Мак, несколько ошарашенный, привалился к кухонному столу. Его чувства и мысли представляли собой сплошной сумбур. Часть его существа желала поверить в то, что говорит Папа. Но другая часть довольно громко протестовала: «Это никак не может быть правдой!»

Папа взяла в руки кухонный таймер, чуть повернула ручку и поставила на стол перед ними.

— Я не то, что ты думаешь, Макензи.

Мак взглянул на нее, посмотрел на таймер и улыбнулся.

— Я чувствую себя совершенно потерянным.

— Что ж, давай попробуем отыскать тебя в этой неразберихе.

Словно подчиняясь какому-то знаку, на подоконник кухонного окна опустилась голубая сойка и принялась вышагивать взад-вперед. Папа протянула руку к жестяной коробке и, открыв окно, предложила мистеру Сойке попробовать зерен, которые держала на кухне явно для этой цели. Как будто преисполненная смирения и благодарности, птица, нисколько не колеблясь, подошла прямо к ее ладони и принялась клевать.

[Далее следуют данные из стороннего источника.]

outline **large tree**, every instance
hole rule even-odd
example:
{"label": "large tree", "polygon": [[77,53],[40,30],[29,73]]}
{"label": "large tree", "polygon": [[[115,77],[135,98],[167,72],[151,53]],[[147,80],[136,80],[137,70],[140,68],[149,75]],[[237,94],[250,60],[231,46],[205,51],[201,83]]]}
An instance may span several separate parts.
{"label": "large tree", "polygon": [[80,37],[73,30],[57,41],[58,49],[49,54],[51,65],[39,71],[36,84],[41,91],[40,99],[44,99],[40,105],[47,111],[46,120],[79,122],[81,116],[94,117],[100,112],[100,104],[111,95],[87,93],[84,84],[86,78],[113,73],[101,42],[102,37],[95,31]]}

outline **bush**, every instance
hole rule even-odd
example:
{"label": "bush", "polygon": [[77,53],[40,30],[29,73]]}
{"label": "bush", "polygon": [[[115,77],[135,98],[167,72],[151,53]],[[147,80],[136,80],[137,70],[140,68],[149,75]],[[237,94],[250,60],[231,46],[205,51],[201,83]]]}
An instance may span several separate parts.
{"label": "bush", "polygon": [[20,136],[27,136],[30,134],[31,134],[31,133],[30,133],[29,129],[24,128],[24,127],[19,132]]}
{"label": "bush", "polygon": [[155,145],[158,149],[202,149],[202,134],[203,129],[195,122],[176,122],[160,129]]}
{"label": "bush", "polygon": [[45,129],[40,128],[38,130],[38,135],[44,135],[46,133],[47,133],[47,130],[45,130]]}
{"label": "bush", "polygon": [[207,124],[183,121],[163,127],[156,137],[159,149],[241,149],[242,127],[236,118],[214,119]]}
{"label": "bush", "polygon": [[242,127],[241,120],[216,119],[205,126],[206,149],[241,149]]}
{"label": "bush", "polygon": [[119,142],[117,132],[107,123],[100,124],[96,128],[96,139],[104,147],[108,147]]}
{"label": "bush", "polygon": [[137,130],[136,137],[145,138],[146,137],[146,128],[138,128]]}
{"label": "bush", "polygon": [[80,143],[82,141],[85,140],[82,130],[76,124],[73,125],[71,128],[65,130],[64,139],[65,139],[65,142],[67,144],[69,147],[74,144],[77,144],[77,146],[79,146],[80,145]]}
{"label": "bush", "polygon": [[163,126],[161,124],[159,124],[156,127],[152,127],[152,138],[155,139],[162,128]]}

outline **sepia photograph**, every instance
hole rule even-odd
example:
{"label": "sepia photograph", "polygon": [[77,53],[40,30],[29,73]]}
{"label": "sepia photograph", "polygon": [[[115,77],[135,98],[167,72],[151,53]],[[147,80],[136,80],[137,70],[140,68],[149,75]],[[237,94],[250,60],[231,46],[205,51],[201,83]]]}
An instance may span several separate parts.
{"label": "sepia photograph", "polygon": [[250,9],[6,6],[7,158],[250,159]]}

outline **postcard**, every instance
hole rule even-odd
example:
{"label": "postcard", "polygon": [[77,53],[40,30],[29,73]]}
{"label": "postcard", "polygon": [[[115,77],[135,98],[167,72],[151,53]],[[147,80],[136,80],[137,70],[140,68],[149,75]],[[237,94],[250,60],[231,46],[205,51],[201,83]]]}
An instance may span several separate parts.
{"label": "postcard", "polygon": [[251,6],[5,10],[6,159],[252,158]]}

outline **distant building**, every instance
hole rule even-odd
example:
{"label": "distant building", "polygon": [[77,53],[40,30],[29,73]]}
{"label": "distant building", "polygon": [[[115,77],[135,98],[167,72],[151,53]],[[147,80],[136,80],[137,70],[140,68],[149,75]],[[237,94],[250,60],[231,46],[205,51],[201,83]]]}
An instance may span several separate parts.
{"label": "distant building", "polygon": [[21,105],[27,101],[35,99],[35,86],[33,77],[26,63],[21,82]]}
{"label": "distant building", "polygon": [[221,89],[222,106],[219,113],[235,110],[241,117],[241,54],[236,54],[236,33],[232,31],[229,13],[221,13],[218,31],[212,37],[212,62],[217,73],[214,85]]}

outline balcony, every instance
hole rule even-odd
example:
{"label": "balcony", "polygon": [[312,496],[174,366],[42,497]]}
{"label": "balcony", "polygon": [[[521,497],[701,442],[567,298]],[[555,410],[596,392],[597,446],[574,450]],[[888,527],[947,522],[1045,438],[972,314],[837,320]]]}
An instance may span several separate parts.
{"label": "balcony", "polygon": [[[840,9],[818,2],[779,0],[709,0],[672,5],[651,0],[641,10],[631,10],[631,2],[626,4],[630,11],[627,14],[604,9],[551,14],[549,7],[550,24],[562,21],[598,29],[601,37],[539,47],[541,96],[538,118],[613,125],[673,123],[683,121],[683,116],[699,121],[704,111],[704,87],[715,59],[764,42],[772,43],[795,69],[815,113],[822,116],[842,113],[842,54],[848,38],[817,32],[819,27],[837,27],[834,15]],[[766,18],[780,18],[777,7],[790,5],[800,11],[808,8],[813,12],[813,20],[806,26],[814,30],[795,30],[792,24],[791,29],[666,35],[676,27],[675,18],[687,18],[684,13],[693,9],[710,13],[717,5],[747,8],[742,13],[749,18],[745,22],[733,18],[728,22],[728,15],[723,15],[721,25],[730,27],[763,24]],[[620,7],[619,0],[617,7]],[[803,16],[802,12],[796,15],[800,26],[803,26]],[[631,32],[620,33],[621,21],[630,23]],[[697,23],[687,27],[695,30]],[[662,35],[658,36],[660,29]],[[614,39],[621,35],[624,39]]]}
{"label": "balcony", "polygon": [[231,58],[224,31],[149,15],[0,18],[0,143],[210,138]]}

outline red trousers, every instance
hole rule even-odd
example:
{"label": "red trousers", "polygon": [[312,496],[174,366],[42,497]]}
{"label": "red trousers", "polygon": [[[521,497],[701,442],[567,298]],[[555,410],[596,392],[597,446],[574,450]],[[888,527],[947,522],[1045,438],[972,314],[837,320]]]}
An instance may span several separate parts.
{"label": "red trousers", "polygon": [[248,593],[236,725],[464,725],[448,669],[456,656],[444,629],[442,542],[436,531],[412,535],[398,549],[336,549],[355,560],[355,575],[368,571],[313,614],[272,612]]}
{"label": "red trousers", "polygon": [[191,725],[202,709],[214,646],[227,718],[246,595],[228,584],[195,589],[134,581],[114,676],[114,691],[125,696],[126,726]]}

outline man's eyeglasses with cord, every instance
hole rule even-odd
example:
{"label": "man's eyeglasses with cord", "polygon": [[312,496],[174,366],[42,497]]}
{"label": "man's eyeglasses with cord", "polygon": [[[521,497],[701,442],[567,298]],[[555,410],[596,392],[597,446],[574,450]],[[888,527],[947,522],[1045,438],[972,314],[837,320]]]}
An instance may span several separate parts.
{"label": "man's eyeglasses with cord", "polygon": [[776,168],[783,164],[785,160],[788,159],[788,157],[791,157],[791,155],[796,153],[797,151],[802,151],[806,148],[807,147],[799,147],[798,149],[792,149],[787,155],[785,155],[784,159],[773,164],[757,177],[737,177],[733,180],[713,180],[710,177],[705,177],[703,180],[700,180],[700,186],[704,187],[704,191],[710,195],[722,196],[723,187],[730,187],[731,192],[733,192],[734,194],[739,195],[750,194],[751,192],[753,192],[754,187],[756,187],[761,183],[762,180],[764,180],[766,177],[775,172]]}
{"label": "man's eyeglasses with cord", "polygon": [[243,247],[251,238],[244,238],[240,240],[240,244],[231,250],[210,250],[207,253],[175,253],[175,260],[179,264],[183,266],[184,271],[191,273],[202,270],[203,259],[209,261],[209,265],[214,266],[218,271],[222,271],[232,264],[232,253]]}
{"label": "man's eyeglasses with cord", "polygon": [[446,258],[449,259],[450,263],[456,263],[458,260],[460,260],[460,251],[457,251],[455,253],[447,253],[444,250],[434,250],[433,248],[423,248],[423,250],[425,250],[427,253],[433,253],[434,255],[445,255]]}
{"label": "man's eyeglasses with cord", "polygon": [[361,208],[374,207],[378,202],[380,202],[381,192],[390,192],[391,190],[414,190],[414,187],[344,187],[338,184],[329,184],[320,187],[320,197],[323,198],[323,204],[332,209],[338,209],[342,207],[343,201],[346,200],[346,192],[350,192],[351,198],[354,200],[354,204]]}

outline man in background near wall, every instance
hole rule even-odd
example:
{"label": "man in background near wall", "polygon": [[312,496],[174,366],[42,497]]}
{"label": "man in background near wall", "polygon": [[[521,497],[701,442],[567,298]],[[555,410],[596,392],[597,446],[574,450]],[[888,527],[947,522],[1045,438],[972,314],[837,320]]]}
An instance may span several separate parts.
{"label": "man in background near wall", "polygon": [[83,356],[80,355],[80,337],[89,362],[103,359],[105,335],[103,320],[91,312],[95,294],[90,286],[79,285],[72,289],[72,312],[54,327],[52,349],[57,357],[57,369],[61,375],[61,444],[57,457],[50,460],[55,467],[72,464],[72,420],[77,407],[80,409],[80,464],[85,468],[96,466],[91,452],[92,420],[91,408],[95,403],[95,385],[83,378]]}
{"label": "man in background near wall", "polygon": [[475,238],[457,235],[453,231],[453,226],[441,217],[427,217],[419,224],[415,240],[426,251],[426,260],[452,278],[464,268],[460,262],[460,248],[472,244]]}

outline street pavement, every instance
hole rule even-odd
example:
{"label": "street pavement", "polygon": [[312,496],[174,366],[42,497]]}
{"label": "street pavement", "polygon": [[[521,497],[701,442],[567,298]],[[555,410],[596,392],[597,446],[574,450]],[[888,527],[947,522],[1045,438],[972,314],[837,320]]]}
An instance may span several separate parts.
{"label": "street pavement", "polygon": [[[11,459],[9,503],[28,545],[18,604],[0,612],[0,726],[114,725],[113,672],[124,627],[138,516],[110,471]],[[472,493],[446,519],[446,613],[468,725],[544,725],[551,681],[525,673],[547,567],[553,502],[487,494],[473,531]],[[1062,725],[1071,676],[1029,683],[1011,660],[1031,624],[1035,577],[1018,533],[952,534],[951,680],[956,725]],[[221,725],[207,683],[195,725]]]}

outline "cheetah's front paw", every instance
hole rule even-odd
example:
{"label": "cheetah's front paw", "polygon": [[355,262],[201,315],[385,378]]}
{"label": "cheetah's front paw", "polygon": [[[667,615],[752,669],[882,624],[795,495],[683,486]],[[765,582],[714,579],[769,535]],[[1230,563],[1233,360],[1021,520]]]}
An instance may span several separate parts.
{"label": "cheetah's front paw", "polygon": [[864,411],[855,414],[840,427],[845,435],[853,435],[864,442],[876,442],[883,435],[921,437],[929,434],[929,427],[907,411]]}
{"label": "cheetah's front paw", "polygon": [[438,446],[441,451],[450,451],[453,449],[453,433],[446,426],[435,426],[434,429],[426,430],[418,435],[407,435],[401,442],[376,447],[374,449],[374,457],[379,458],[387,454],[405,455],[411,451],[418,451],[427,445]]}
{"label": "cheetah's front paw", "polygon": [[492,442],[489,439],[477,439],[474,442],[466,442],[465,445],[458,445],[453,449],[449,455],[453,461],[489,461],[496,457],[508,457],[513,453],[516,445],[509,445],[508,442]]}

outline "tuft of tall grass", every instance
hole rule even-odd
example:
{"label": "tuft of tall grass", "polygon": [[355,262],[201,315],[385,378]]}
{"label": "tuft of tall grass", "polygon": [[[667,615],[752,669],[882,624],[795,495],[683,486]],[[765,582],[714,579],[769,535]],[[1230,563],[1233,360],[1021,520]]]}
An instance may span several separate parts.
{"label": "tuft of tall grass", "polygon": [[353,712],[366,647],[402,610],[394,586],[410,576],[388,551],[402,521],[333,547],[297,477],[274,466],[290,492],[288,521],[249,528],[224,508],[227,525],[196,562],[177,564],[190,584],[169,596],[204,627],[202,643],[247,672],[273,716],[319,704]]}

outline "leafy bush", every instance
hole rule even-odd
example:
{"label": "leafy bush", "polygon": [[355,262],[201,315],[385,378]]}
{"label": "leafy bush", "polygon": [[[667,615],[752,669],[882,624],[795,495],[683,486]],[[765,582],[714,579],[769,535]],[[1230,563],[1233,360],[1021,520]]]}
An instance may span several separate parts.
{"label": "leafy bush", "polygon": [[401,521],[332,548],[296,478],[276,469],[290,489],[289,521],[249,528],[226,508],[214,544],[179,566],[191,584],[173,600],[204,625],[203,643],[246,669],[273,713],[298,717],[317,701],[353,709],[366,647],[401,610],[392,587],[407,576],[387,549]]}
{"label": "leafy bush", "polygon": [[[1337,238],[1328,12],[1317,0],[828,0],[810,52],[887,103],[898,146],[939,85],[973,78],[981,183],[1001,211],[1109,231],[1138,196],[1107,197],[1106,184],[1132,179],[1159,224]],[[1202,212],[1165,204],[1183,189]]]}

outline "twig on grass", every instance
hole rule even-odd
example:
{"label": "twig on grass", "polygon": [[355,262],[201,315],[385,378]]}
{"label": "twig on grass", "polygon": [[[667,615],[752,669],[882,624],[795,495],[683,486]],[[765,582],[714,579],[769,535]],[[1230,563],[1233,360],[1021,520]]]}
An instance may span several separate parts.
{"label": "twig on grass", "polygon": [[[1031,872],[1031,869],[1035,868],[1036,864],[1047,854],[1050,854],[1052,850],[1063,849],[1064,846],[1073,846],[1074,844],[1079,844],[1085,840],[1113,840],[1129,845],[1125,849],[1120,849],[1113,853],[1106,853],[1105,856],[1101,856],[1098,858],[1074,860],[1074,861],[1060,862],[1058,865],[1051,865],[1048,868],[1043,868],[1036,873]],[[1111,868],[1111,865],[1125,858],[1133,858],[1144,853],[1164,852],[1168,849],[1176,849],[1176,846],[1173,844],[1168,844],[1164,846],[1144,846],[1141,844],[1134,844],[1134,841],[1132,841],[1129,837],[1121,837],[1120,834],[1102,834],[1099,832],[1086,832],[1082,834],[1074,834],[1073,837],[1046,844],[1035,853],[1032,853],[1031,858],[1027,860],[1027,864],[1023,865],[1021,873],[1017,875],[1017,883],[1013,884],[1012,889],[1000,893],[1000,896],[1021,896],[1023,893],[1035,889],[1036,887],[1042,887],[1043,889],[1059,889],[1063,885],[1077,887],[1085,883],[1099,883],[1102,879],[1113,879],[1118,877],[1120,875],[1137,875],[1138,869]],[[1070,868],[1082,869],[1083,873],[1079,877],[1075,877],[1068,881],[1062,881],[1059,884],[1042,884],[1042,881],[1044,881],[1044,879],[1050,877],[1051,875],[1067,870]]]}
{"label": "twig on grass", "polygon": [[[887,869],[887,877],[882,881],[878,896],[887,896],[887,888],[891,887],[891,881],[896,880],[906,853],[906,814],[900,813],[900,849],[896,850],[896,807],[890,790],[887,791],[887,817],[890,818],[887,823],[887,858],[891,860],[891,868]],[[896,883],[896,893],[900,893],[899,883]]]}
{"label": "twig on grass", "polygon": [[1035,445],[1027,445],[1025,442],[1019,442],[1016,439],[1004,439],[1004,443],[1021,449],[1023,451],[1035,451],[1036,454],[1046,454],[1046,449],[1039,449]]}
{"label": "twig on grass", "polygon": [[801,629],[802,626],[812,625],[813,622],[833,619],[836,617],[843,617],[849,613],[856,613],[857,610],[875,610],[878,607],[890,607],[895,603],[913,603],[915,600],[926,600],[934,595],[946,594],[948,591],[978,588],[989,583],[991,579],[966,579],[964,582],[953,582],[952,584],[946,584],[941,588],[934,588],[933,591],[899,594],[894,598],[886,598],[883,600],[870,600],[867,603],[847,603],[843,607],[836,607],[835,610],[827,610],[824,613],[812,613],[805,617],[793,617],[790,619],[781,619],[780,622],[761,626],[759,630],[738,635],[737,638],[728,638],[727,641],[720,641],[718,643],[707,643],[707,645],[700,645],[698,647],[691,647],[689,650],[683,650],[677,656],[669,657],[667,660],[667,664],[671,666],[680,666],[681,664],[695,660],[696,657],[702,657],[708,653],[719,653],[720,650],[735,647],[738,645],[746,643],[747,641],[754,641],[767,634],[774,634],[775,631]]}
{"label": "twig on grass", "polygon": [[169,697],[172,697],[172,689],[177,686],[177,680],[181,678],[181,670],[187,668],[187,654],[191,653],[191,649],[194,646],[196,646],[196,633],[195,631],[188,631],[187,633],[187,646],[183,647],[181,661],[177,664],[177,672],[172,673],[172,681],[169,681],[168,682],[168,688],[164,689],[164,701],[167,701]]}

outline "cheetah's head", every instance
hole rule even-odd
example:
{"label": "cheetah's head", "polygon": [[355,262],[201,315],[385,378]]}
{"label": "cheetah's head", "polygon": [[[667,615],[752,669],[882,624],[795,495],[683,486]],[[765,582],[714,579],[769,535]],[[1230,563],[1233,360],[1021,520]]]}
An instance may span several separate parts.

— Взглянуть, к примеру, на нашего маленького приятеля, — начала она. — Большинство птиц были созданы, чтобы летать. Оказаться взаперти для них означает ограничение способности к полету, а вовсе не иной способ существования. — Она помолчала, давая Маку возможность поразмыслить над ее словами, — Ты, со своей стороны, был создан быть любимым. Поэтому для тебя жить так, словно ты нелюбим, есть ограничение твоей способности, а не способ существования.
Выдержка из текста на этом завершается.